南流景抬手,慢慢摸了下袁满伤口周围的头发,不要死掉啊,袁满,幸好没有死掉。
手落下的时候,不小心蹭到了他的耳朵。
袁满整个人一激灵,低下的头抬起来,“怎么还哭了?头发能长出来的,又不是长不出来了。”

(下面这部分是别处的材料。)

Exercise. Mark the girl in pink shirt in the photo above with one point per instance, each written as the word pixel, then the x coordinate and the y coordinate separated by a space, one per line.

眼尾的泪水被袁满擦掉,她只是不能明白袁满要分开的理由,那些让袁满痛苦的东西,她都不知道。
“小满哥。”
袁满一愣,随后小声应下。
“这样的称呼,你会难受吗?”南流景问他。
“不会。”袁满不明白南流景为什么要这样问。
“小满哥。”
“嗯。”
这一声称呼的回应,除掉了南流景所有踌躇不前的担忧。
“有点难受。”
“那难受?”袁满急地站了起来。
南流景伸出右手,在心脏的位置顿了下,指向受伤的胳膊,“有点疼。”
“我去叫医生过来看看。”
南流景拉住他的衣服,“不用,刚醒过来还不适应。”
袁满想去找医生,南流景却抓着他不放手,他又问了遍,“真不用?”
南流景点头,袁满才坐了下来。
刚坐下,手机铃声就响了,袁满拿出手机,又看了眼南流景,见她点头后,才接起电话,“喂。”